The Biden administration says it wants to stimulate the economy but calls for higher taxes on those who take a risk, create an enterprise, hire people, invent a product. It will price the unskilled and the inexperienced out of the labor market by boosting the minimum wage at the same time it declares it wants to help poor people. In one breath, it says it favors energy independence and then in the next, it cancels the Keystone Pipeline and throws tens of thousands of people out of work.
People respond to incentives and to their opposite, disincentives, because we’re rational beings, not mindless blockheads. An individual will feel compelled to respond favorably to something which promises great personal benefit at low cost or risk. The same individual will shun those things which would set his progress back, much as a hot stove is a disincentive to bare hands.
Incentives and disincentives explain why higher prices call forth greater supply and why lower prices do not; why bad behavior never goes away if it’s subsidized; why students work harder in a class where excellence is rewarded and failure is penalized than in a class where everyone gets a “C” regardless of effort or performance; why some people quit working and go on welfare; why politicians promise more spending as long as voters re-elect them for it; why capitalist economies do better than socialist economies, and so on and so forth.

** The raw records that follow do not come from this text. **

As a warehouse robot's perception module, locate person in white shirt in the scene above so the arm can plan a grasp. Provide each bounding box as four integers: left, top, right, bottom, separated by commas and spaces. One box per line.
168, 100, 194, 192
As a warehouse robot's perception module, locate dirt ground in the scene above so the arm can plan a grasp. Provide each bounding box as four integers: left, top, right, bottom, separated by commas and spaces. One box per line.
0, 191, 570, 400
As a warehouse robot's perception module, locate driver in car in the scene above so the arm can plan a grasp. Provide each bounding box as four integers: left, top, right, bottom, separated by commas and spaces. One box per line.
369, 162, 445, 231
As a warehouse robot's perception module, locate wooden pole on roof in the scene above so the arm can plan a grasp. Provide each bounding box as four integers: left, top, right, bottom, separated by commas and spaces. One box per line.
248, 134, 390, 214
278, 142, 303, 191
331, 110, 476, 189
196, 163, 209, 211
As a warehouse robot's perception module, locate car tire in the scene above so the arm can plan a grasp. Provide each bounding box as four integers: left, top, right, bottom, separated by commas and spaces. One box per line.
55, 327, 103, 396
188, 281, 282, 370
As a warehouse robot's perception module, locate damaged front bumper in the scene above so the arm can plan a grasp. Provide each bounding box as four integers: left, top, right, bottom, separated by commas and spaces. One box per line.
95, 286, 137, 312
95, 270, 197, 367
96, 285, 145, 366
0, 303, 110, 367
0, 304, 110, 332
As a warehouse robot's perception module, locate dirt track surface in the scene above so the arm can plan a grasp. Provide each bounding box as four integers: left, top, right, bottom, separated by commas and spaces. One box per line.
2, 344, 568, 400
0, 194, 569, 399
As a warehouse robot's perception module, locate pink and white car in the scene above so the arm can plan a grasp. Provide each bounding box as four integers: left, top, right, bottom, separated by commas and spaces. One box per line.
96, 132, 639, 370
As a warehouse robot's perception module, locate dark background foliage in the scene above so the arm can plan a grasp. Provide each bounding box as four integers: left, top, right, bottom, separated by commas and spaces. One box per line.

In his 1998 article, The Power of Incentives, economist Dwight Lee wrote that some people resist the notion of utilizing incentives to achieve positive results. These are the folks who think self-interest is unseemly, that other motivations such as altruism or charity are loftier. Here’s how Professor Lee once handled the matter in class:
I was pointing out that the elephant populations in Zimbabwe and South Africa were expanding because policies there allow people to profit from maintaining elephant herds. A student who had stressed his environmental sensitivity responded that he would rather not see the elephant saved if the only way to do so was by relying on people’s greed. In other words, he was willing to stand on principle as long as only the elephants suffered the consequences. His principle, one that I suspect was shared by others in the class, was that good things should be motivated by compassion and concern, not self-interest. I couldn’t resist telling him that I would be impressed with his moral stance if, when he required delicate surgery to save his life, he refused to go to a surgeon and let his mother perform the operation instead.
Don’t take Professor Lee’s word for it, or mine either. Here’s a simple thought experiment you can perform wherever you are: Look around you and take a physical inventory of what you see—things such as your computer, your table and chairs, your car, your food, etc., etc. Then create a ledger. On the left side, list all those things produced for non-self-interest reasons such as charity or compulsion. In the right column, list those things produced because the producers desired to improve their own welfare (the incentive) by improving yours with products and services you would buy.
The results should reaffirm what Adam Smith told us two and a half centuries ago: “It is not from the benevolence of the butcher, the brewer, or the baker that we expect our dinner, but from their regard to their own interest.”
Incentives matter. They really, really do.